Re: [PATCH] rcutorture: Fix rcu_torture_pipe_update_one()/rcu_torture_writer() data race and concurrency bug
From: Paul E. McKenney
Date: Wed Mar 06 2024 - 22:06:20 EST
On Wed, Mar 06, 2024 at 06:43:42PM -0800, Linus Torvalds wrote:
> On Wed, 6 Mar 2024 at 18:29, Paul E. McKenney <paulmck@xxxxxxxxxx> wrote:
> >
> > TL;DR: Those ->rtort_pipe_count increments cannot run concurrently
> > with each other or any other update of that field, so that update-side
> > READ_ONCE() call is unnecessary and the update-side plain C-language
> > read is OK. The WRITE_ONCE() calls are there for the benefit of the
> > lockless read-side accesses to rtort_pipe_count.
>
> Ahh. Ok. That makes a bit more sense.
>
> So if that's the case, then the "updating side" should never use
> READ_ONCE, because there's nothing else to protect against.
>
> Honestly, this all makes me think that we'd be *much* better off
> showing the real "handoff" with smp_store_release() and
> smp_load_acquire().
>
> IOW, something like this (TOTALLY UNTESTED!) patch, perhaps?
>
> And please note that this patch is not only untested, it really is a
> very handwavy patch.
>
> I'm sending it as a patch just because it's a more precise way of
> saying "I think the writers and readers could use the store-release ->
> load-acquire not just to avoid any worries about accessing things
> once, but also as a way to show the directional 'flow' of the data".
>
> I dunno.
Thank you for looking at this!
I will look carefully at this, but the reason I didn't do it this way
to begin with is that I did not want false negatives that let weak-memory
RCU bugs escape unnoticed due to that synchronization and its overhead.

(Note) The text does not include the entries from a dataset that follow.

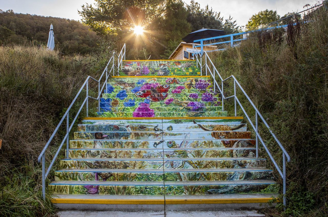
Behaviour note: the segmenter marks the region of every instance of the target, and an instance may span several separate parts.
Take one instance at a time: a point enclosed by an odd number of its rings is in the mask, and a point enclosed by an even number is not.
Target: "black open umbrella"
[[[224,35],[226,34],[227,34],[223,30],[202,29],[189,33],[182,38],[182,40],[187,43],[192,43],[195,40]]]

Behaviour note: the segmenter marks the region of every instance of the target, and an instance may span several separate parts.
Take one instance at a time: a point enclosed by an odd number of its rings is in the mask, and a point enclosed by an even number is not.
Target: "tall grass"
[[[104,62],[99,57],[62,56],[33,46],[0,47],[2,216],[54,213],[49,197],[45,202],[42,199],[37,157],[87,75],[98,77]],[[72,113],[77,110],[73,108]],[[62,138],[58,137],[55,140]],[[51,144],[48,163],[58,147],[55,142]]]
[[[287,31],[254,33],[240,46],[210,53],[224,79],[233,75],[239,81],[291,155],[287,209],[272,215],[328,215],[328,12],[322,7],[307,19]],[[226,96],[233,95],[232,82],[224,89]],[[240,92],[237,95],[254,120],[254,110]],[[225,103],[231,115],[233,100]],[[240,109],[238,114],[244,116]],[[259,127],[281,165],[281,150],[263,124]],[[261,156],[267,157],[262,149]]]

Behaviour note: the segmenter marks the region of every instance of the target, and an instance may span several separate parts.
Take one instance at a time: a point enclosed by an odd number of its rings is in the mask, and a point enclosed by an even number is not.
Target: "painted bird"
[[[156,139],[157,139],[159,136],[163,135],[163,130],[161,129],[159,129],[158,127],[158,125],[154,127],[154,130],[155,131],[155,135],[156,136]]]

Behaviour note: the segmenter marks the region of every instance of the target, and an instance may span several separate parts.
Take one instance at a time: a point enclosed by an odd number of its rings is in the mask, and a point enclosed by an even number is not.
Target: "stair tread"
[[[170,168],[165,169],[166,172],[221,172],[272,171],[272,170],[264,167],[253,167],[245,168],[205,168],[196,169]],[[163,169],[65,169],[63,168],[56,170],[56,172],[162,172]]]
[[[69,185],[230,185],[240,184],[275,184],[277,183],[270,179],[256,179],[254,180],[224,180],[218,181],[54,181],[49,184],[50,185],[61,184]]]
[[[242,161],[244,160],[265,160],[265,158],[256,158],[244,157],[224,157],[224,158],[172,158],[165,159],[165,161],[218,161],[225,160],[235,160]],[[62,161],[163,161],[163,158],[71,158],[70,159],[62,159]]]

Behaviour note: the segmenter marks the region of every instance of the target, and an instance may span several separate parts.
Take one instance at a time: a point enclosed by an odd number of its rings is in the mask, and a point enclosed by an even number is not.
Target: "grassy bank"
[[[286,31],[254,33],[240,46],[210,54],[224,78],[236,77],[290,154],[288,205],[282,214],[287,216],[328,215],[328,13],[322,7],[308,20]],[[226,96],[233,95],[232,83],[224,88]],[[237,96],[254,120],[254,110],[240,92]],[[225,104],[231,115],[233,100]],[[259,127],[282,165],[281,150]],[[280,216],[277,211],[270,215]]]
[[[98,77],[104,63],[99,57],[62,56],[42,48],[0,47],[2,216],[54,213],[49,197],[42,199],[37,157],[87,75]],[[48,163],[58,146],[52,144]]]

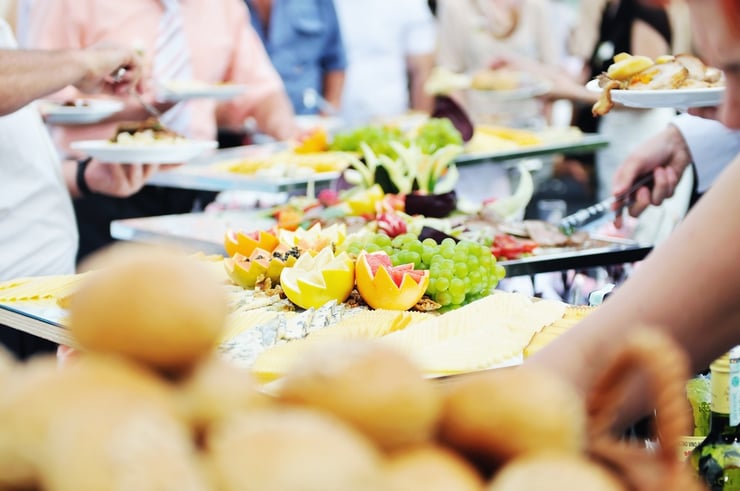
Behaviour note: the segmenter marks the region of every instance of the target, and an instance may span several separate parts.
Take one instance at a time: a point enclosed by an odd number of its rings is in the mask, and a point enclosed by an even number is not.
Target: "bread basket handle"
[[[655,405],[658,457],[669,465],[677,462],[675,449],[692,428],[685,395],[688,367],[684,351],[666,334],[645,328],[630,335],[587,400],[589,437],[604,438],[609,434],[631,375],[643,373]]]

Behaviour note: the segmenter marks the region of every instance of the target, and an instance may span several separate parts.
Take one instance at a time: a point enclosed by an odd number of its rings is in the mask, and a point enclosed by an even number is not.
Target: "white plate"
[[[598,80],[591,80],[586,88],[592,92],[601,92]],[[701,89],[665,89],[665,90],[612,90],[612,100],[628,107],[656,108],[672,107],[687,109],[690,107],[717,106],[725,94],[724,87]]]
[[[241,84],[209,84],[198,81],[182,81],[162,83],[157,92],[157,98],[163,101],[179,102],[189,99],[217,99],[229,100],[244,93],[246,85]]]
[[[211,140],[185,140],[177,143],[150,143],[146,145],[112,143],[108,140],[82,140],[72,142],[75,150],[85,152],[101,162],[126,164],[179,164],[185,163],[208,150],[218,142]]]
[[[54,101],[41,101],[39,108],[49,124],[92,124],[123,109],[123,102],[80,99],[86,105],[64,106]]]

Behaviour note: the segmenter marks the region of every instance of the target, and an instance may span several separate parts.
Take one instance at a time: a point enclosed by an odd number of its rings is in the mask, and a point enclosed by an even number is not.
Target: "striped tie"
[[[152,75],[156,82],[192,80],[190,52],[183,30],[180,0],[161,0],[164,13],[159,24]],[[181,135],[189,136],[190,111],[180,102],[162,115],[162,123]]]

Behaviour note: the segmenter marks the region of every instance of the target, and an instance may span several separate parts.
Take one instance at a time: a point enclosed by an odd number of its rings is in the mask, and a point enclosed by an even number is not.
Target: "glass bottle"
[[[737,421],[730,421],[731,358],[734,366],[740,366],[737,347],[710,366],[712,414],[709,434],[691,452],[690,458],[691,465],[711,491],[740,491],[740,425]],[[735,381],[738,382],[740,378]]]

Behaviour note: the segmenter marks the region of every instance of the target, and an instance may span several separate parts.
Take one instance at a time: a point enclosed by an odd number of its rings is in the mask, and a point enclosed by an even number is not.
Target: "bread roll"
[[[605,468],[585,457],[539,454],[515,459],[493,478],[487,491],[627,491]]]
[[[208,355],[227,314],[226,290],[179,251],[125,247],[91,260],[100,268],[72,296],[69,325],[87,350],[179,372]]]
[[[329,342],[306,353],[282,379],[278,398],[334,413],[386,449],[428,441],[441,409],[434,383],[375,341]]]
[[[586,412],[576,390],[529,366],[499,369],[450,382],[441,438],[465,454],[498,465],[527,453],[578,453]]]
[[[206,442],[219,491],[379,491],[382,457],[325,413],[261,409],[217,424]]]
[[[450,449],[423,445],[394,453],[388,462],[389,491],[482,491],[483,479]]]

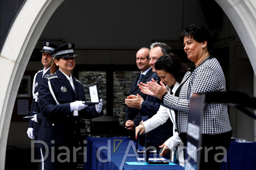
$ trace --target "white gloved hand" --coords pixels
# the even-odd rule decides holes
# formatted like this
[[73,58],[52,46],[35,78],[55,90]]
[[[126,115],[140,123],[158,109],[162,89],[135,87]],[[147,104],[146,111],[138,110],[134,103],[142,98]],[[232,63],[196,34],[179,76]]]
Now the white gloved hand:
[[35,136],[33,135],[33,128],[29,127],[28,129],[28,131],[27,131],[27,133],[28,134],[28,137],[31,139],[35,139]]
[[31,120],[38,123],[37,122],[37,118],[36,118],[36,114],[34,115],[34,116],[35,117],[31,119]]
[[84,102],[75,101],[75,102],[70,103],[71,111],[80,111],[88,106],[87,105],[83,104],[83,102]]
[[102,99],[100,99],[100,103],[98,105],[95,105],[96,111],[97,111],[98,113],[100,113],[101,111],[103,105]]

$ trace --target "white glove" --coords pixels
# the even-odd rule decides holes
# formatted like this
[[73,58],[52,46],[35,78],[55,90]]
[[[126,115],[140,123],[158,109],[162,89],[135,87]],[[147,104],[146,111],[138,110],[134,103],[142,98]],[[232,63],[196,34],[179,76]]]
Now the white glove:
[[83,101],[75,101],[70,103],[70,110],[71,111],[80,111],[81,110],[85,108],[88,105],[83,104]]
[[37,122],[37,118],[36,118],[36,114],[34,115],[34,116],[35,116],[35,117],[34,117],[33,118],[31,119],[31,120],[32,120],[32,121],[35,121],[35,122],[38,123],[38,122]]
[[28,134],[28,137],[31,139],[35,139],[35,136],[33,135],[33,128],[29,127],[28,129],[28,131],[27,131],[27,133]]
[[98,105],[95,105],[96,111],[97,111],[98,113],[100,113],[101,111],[103,105],[102,99],[100,99],[100,103]]
[[88,105],[83,104],[83,101],[75,101],[74,102],[70,103],[70,110],[71,111],[73,111],[73,116],[78,116],[78,111],[80,111],[85,107],[87,107]]

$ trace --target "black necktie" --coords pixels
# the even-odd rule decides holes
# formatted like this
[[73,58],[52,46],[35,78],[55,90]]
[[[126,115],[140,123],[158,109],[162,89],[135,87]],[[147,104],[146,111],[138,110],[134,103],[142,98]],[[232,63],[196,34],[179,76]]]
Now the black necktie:
[[140,74],[140,77],[139,78],[139,79],[138,79],[138,83],[137,83],[137,84],[140,83],[140,81],[142,79],[142,78],[143,78],[143,76],[145,76],[143,74]]

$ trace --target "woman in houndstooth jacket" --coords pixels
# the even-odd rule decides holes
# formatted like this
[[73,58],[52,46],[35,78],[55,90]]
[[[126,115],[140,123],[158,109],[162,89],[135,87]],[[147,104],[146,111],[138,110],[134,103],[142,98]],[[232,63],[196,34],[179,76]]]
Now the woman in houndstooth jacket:
[[[219,62],[211,55],[213,43],[207,28],[200,25],[190,25],[181,33],[181,41],[184,43],[188,59],[195,63],[194,70],[185,75],[175,96],[166,92],[163,83],[160,86],[150,82],[147,86],[161,100],[163,105],[176,110],[179,136],[183,143],[186,144],[189,102],[192,95],[225,92],[226,81]],[[143,125],[137,128],[136,131],[141,129],[143,132]],[[205,105],[201,132],[203,150],[201,150],[200,169],[209,169],[209,168],[220,169],[220,160],[228,148],[232,135],[226,106],[219,103]],[[223,149],[218,149],[217,147],[223,147]],[[211,147],[213,148],[210,149]]]

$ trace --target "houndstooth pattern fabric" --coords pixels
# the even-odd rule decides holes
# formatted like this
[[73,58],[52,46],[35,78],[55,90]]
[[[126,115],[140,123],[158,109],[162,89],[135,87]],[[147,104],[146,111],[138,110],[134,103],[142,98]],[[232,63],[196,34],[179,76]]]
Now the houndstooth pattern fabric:
[[[188,71],[181,84],[183,83],[179,97],[166,94],[162,103],[164,107],[178,110],[179,132],[187,132],[189,100],[194,93],[226,91],[225,78],[215,58],[205,60],[193,72]],[[202,134],[218,134],[231,129],[226,105],[218,103],[204,105],[201,127]]]

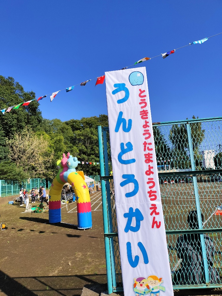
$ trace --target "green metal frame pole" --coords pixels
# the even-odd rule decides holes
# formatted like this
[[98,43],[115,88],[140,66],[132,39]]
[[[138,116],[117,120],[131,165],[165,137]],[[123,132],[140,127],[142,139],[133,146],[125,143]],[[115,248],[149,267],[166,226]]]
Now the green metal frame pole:
[[[108,149],[107,147],[107,131],[103,131],[103,145],[104,146],[104,155],[105,160],[105,170],[106,176],[108,176],[110,174],[109,171],[109,160],[108,159]],[[111,197],[110,196],[110,186],[109,181],[107,180],[106,181],[106,194],[107,200],[107,207],[108,209],[108,218],[109,221],[109,232],[112,232],[113,226],[112,219],[112,210],[111,208]],[[116,279],[115,268],[115,255],[114,255],[114,244],[113,238],[110,238],[111,254],[111,264],[112,267],[112,277],[113,287],[115,289],[116,287]]]
[[[192,141],[192,136],[191,135],[191,130],[190,128],[190,124],[187,123],[186,128],[187,132],[188,142],[189,143],[189,149],[190,152],[190,157],[191,163],[191,167],[192,170],[195,170],[196,167],[194,157],[194,152],[193,150],[193,145]],[[197,211],[197,219],[199,225],[199,229],[203,229],[203,223],[201,219],[201,212],[200,206],[200,198],[198,193],[198,188],[197,187],[197,177],[196,176],[193,176],[193,181],[194,184],[194,193],[195,194],[195,200],[196,200],[196,207]],[[204,237],[203,234],[200,234],[200,242],[201,244],[202,249],[202,254],[203,255],[203,261],[204,268],[205,274],[206,283],[209,284],[210,283],[209,279],[209,274],[208,269],[208,266],[207,258],[207,254],[206,251],[206,246],[205,242]]]
[[[102,144],[102,127],[99,126],[97,127],[98,138],[99,139],[99,165],[100,176],[103,177],[105,176],[104,170],[104,161],[103,155],[103,148]],[[107,203],[106,192],[106,183],[104,180],[101,180],[101,188],[102,193],[102,214],[103,218],[103,227],[104,233],[109,233],[109,222],[108,217]],[[112,271],[110,260],[110,239],[109,237],[104,236],[105,242],[105,253],[106,264],[107,276],[107,286],[108,294],[112,293]]]

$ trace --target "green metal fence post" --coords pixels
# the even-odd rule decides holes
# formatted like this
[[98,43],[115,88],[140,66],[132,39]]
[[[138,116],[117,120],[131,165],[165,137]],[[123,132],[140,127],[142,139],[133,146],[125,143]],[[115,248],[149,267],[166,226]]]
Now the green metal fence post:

Of course on x86, that synchronization is (nearly) free.
Thanx, Paul
> Linus
> kernel/rcu/rcutorture.c | 11 +++++------
> 1 file changed, 5 insertions(+), 6 deletions(-)
>
> diff --git a/kernel/rcu/rcutorture.c b/kernel/rcu/rcutorture.c
> index 7567ca8e743c..60b74df3eae2 100644
> --- a/kernel/rcu/rcutorture.c
> +++ b/kernel/rcu/rcutorture.c
> @@ -461,12 +461,12 @@ rcu_torture_pipe_update_one(struct rcu_torture *rp)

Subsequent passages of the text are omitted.